Day 5 –  Trek Kia Ora Hut to New Pelion Hut 

Walking Time: 5-6 hours

Distance: 9km plus side trips if suitable weather conditions

Meals: camp meals

Accommodation: Pelion Hut, or tents if the hut is full

Today is potentially a long day depending on the weather conditions. We will trek to Pelion Hut which is situated on Pelion Plains with a beautiful view across to Mt Oakleigh. On our way, we have the opportunity to potentially summit Mt Ossa, which is Tasmania’s highest mountain if the weather is favourable. If the weather looks ominous, we may summit Mt Doris, which also has sweeping views of Tasmania’s beautiful wilderness landscape. From here, we are not too far from Pelion Hut. Pelion Hut is a large hut that sleeps 60 people and is well equipped and heated.

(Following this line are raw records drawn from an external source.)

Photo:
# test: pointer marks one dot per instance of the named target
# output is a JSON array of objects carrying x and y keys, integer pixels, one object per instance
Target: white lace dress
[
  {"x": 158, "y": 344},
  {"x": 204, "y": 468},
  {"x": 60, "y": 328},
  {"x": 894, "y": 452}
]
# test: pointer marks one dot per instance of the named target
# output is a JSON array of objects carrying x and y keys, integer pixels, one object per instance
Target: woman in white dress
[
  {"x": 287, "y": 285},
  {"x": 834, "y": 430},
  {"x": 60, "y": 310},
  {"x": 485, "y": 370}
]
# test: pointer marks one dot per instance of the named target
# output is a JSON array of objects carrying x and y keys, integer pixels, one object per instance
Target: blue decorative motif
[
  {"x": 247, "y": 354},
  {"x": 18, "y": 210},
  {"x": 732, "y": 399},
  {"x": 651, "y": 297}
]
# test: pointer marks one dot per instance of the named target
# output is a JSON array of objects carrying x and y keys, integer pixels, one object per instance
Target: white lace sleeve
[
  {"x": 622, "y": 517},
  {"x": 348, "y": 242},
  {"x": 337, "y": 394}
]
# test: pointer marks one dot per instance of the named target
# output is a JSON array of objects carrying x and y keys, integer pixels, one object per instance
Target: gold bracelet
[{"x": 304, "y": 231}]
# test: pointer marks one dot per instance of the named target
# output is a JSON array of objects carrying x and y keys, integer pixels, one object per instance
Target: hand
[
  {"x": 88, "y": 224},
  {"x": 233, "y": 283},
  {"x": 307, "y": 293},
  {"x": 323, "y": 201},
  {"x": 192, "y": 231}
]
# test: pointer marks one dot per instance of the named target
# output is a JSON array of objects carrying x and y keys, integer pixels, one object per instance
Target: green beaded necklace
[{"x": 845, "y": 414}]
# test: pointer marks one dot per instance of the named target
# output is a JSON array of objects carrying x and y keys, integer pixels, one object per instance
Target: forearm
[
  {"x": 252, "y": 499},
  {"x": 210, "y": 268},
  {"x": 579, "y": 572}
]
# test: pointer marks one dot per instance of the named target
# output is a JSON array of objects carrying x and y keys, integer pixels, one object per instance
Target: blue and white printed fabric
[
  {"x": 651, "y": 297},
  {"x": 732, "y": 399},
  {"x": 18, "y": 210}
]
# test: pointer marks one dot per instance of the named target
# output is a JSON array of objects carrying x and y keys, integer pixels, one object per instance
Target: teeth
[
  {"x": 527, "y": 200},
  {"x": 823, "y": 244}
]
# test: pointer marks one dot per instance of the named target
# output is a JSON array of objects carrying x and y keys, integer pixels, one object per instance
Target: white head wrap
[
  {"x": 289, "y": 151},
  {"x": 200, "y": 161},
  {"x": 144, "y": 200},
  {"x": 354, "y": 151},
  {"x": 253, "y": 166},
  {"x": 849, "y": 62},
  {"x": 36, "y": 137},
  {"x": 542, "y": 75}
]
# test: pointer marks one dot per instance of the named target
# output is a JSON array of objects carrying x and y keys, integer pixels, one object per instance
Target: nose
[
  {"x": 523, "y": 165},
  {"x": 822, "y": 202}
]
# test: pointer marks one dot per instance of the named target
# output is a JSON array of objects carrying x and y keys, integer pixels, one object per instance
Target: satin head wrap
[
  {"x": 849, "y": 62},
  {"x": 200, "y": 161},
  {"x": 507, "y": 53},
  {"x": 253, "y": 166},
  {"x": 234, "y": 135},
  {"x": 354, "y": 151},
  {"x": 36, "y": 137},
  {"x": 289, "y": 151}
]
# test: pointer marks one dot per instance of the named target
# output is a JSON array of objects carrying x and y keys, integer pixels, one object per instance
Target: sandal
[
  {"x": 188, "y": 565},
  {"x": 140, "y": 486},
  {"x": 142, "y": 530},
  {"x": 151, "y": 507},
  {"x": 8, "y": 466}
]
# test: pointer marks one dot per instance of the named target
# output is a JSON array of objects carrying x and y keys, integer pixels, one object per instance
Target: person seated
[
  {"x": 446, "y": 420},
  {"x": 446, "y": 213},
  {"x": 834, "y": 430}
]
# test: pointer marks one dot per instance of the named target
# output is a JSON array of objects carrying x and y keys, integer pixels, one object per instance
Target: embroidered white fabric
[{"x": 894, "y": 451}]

Day 6  –  Rest Day at New Pelion Hut 

Meals Included: camp meals

Accommodation: Pelion Hut, or tents if the hut is full

Today we will have a rest day as new supplies will be walked in by our support team. If we have had any equipment failures along the way, this is also a chance to have new gear walked in. There are some beautiful side treks around Pelion Hut that you can do on this day like climb Mt Oakleigh, or take a short stroll to see Old Pelion Hut. The other option is to rest up and get any gear dry or sorted out.  Tonight we will feast and enjoy some delicacies that have been trekked in by our support team. Tonight will be a great chance to replenish your energy as tomorrow will be a long day.

Day 7 – Trek New Pelion Hut to Lake Windermere Hut

Walking Time: 7-8 hours

Distance: 17km

Meals: camp meals

Accommodation: Windermere Hut, or tents if the hut is full

Today is perhaps the longest day of the trek in both time and distance. Today we trek to Windermere Hut which is nestled just off to the side of Lake Windermere. The hut is well equipped and can sleep 24 people and is heated. The trek to Windermere Hut can be challenging at times as we make our way through a section called Frog Flats, which is the lowest part of The Overland Track, and then across open plains and pine moor forests, before arriving at Windermere Hut where we will spend the night. If it’s been raining, the Frog Flats section can get very wet and slippery in places. Today is the day to keep lollies, chocolate and energy bars handy to ensure your energy intake is high as it will be a long and challenging day.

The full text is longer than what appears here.